Agradecía todo el tiempo a la tierra que la vio crecer. Cuando era niña los mayores le contaban del hombre blanco: “Minichipo o minichipá significa algodón y creemos que se relaciona con el color blanco, con el dios que creó todo, el capitán”.
Doña Luchi nos abrió su casa en Guerrero Negro y en Santa Gertudris; reunió a los miembros de la comunidad para que nos contaran sus recuerdos. Con emoción nos compartió su poema “Estoy aquí”, que habla de cómo dudar de la existencia de los cochimís cuando es una de ellos quien recita con fervor.
Doña Juanita: la alegría y la sabiduría
Me fue inevitable sentir empatía por doña Juanita, quien rompía cualquier tensión con algún chiste o albur bien acomodado. Nació en el Campo Alemán, a 10 minutos de El Arco, pero se crió en Santa Gertudris.
Su padre murió cuando ella tenía 9 años; acabó viviendo con su abuela porque su madre se fue a trabajar. Cuando subíamos por la vereda hacia la misión, vimos a Juanita y a Javier, su esposo, tomando el fresco de la tarde. Ella tiene rasgos muy duros, piel morena, mirada dulce y brillante. Apenas nos vio, nos invitó a pasar.
El calor hacía que las cosas se vieran pegajosas y que don Javier apenas se moviera; ella estaba sentada bordando un mantelito de flores. Sin dejar de surcir, comenzó a platicar como si tuviéramos una vida de conocernos. Juanita, a pesar de sus carencias económicas, vive como artista, disfrutando de lo que la rodea porque es capaz de transformar su entorno. A los 60 años estudió pintura y eso enfocó su perspectiva: ha logrado viajar y representar a los cochimís en luga res lejanos. Emocionada como niña, curioseaba detrás de la cámara para ver su imagen. Fue la más pequeña de sus hermanas. Era vaga: le gustaba la montaña, cosa que presume y valora al pasar de los años. Sus padres eran cochimís; él de Santa Gertudris; ella, de San Borja.
Ahora tiene seis hijos, trece nietos y una bisnieta. Es coleccionista de muñecas de “indias”. Sonríe mientras se alacia el pelo, comenzando a la altura del pecho y terminando en la cintura.

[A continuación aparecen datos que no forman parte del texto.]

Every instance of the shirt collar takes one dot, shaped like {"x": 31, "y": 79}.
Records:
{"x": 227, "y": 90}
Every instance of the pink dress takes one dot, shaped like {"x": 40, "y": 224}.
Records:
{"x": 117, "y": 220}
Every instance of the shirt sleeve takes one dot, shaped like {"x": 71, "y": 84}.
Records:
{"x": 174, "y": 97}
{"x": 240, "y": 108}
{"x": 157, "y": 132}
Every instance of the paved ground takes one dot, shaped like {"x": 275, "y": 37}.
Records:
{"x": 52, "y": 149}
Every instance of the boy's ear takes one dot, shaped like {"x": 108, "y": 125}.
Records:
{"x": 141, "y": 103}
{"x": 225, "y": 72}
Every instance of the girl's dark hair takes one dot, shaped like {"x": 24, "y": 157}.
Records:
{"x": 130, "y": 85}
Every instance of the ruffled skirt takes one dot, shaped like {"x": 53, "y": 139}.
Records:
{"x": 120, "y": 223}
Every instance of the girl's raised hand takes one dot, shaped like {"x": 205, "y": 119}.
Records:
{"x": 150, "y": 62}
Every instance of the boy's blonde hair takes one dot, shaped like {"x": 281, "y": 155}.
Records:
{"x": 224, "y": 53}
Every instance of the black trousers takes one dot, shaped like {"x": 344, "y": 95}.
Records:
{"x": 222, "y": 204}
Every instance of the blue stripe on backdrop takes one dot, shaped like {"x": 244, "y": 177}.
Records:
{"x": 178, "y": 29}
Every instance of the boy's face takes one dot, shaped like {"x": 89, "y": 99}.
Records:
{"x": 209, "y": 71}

Las fiestas de San Gertrudis
Las fiestas patronales de Santa Gertudris, como las de San Borja, son motivo para cantar y bailar por 10 o 15 días mientras se celebran bodas y bautizos. Los lugareños presumen haber recibido 6,000 personas de todas partes del mundo en Semana Santa. Poco tiempo atrás, Vicente Delgado, el músico de Santa Gertudris, había muerto. Ahora su hijo, dedicado a la ganadería, mientras José Alonso, se esfuerza por revivir la música tradicional.
Cuando llegamos a su casa, su hermano Jesús Esteban estaba practicando con su violín. Sin dudar, lo acompañé llevando el ritmo del minueto que ensayaba.
Con breves explicaciones me mostró la estructura de la canción. Sus manos duras delataban que no era violinista profesional. Comenzó a tocar, a los dos compases comprendí el sentido de la canción y sus acentos, él se apoyó en mis aplausos como si hubiéramos tocado en dupla siempre; rematamos con tal precisión que soltamos una carcajada al finalizar. ¡Cuánta camaradería!
Qué mayor prueba de la existencia de una cultura que la lucha de sus integrantes por sobrevivir y mantener sus raíces no para legitimizarse, sino para hacer de una cueva o una ciudad su hogar.